Just Life
Page 11
Too much… she felt herself starting to topple into the pit and willed herself back to Tom’s voice and the conversation.
“… hear about the Riverside Virus?” he was saying.
“What about it?”
“We could really use your help.”
“I’m no longer with the school, Mr. Walden.”
“I know, but…”
“There are many people who are more capable,” Daniel said.
“We don’t think so.”
Daniel turned to Sam. “We?” Sam heard the hint of hope in his voice.
“The mayor and her executive staff,” Tom clarified. “You’ve done more work than almost anyone in transmission of zoonotic viruses and nontraditional sources of contagion in urban environments.”
“You’re talking history, Mr.…”
“Walden. You’ve also had the most experience on the ground researching certain Lyssaviruses.”
Sam did a double take at that last word. “Lyssaviruses? You didn’t mention that, Walden.”
“Yes,” Daniel added. “That’s a fairly specific inquiry. Perhaps you would like to stop playing games?”
“Well, um, maybe…,” Tom fumfered.
“You guys never change,” Daniel scolded. “I’ve dealt with you government types my whole professional life. You always think you can get away with half answers. Many people have died as a result of that arrogance.”
Tom ran his hands through his hair, the portrait of someone struggling with a decision beyond his authority. “I guess it really doesn’t matter,” Tom said. “It will all be public soon anyway. The brain biopsy of the child that died came back this morning. It is a preliminary positive for a Lyssavirus.”

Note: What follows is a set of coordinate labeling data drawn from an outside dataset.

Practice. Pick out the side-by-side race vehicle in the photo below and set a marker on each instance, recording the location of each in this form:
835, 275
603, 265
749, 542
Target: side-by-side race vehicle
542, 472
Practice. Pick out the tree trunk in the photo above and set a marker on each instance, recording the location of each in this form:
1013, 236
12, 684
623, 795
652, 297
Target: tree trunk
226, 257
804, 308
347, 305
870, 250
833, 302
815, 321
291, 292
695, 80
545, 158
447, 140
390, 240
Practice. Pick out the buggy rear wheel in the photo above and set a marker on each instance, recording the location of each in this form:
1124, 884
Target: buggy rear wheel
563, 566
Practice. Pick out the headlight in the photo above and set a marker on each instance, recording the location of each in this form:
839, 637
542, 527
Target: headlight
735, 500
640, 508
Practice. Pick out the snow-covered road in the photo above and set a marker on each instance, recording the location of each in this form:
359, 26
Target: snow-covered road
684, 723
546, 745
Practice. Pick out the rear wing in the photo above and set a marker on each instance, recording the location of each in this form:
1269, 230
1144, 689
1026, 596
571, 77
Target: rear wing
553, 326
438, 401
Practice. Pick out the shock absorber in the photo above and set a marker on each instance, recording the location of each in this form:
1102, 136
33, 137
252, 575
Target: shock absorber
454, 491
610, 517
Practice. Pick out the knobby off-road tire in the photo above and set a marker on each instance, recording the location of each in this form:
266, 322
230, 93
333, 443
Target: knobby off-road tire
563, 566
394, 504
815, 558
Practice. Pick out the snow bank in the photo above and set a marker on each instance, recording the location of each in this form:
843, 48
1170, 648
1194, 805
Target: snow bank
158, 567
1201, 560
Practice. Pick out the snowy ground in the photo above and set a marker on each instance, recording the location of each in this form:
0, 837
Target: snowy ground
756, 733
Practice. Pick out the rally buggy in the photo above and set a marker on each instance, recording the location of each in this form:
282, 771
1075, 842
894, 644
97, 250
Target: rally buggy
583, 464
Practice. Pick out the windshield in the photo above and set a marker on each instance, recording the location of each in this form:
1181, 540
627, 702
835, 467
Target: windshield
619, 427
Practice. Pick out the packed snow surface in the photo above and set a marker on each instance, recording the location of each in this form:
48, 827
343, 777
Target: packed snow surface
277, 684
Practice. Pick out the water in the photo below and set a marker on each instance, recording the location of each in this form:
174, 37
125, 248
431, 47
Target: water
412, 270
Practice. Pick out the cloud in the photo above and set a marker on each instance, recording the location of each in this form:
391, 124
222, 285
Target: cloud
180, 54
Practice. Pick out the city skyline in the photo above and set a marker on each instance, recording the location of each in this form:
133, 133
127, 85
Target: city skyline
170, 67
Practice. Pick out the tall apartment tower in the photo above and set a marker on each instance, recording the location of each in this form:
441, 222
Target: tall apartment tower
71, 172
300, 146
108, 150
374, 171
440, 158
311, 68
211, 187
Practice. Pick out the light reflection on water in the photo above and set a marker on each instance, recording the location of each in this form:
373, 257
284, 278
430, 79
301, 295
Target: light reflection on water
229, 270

“Which one?” Daniel asked.
“Rabies.”
“Hold on,” Sam snapped. “Rabies? You guys all said it was avian. Birds don’t even carry rabies.”
“The bird vector hypothesis apparently was incorrect,” Tom offered meekly.
“Ya think?” Sam scoffed. “And how many birds did you kill before you figured this out?”
Tom put his palms out defensively. “You’re using the word you pretty broadly. I’m not running this show.”
“What type of animal bit the child?” Daniel asked.
“There was no bite,” Tom answered.
“That can’t be,” Sam challenged. “There are only two known means of rabies transmission—a bite from a rabid mammal—which birds are not, just by the way—and transmission of blood or saliva from a rabid animal through an open wound. That’s textbook.”
“Yeah, well, the textbook is a little light on this one,” Tom replied. “No bite marks, no open wounds, no swelling or even redness. The boy’s skin was totally and completely intact. Not even a hangnail.”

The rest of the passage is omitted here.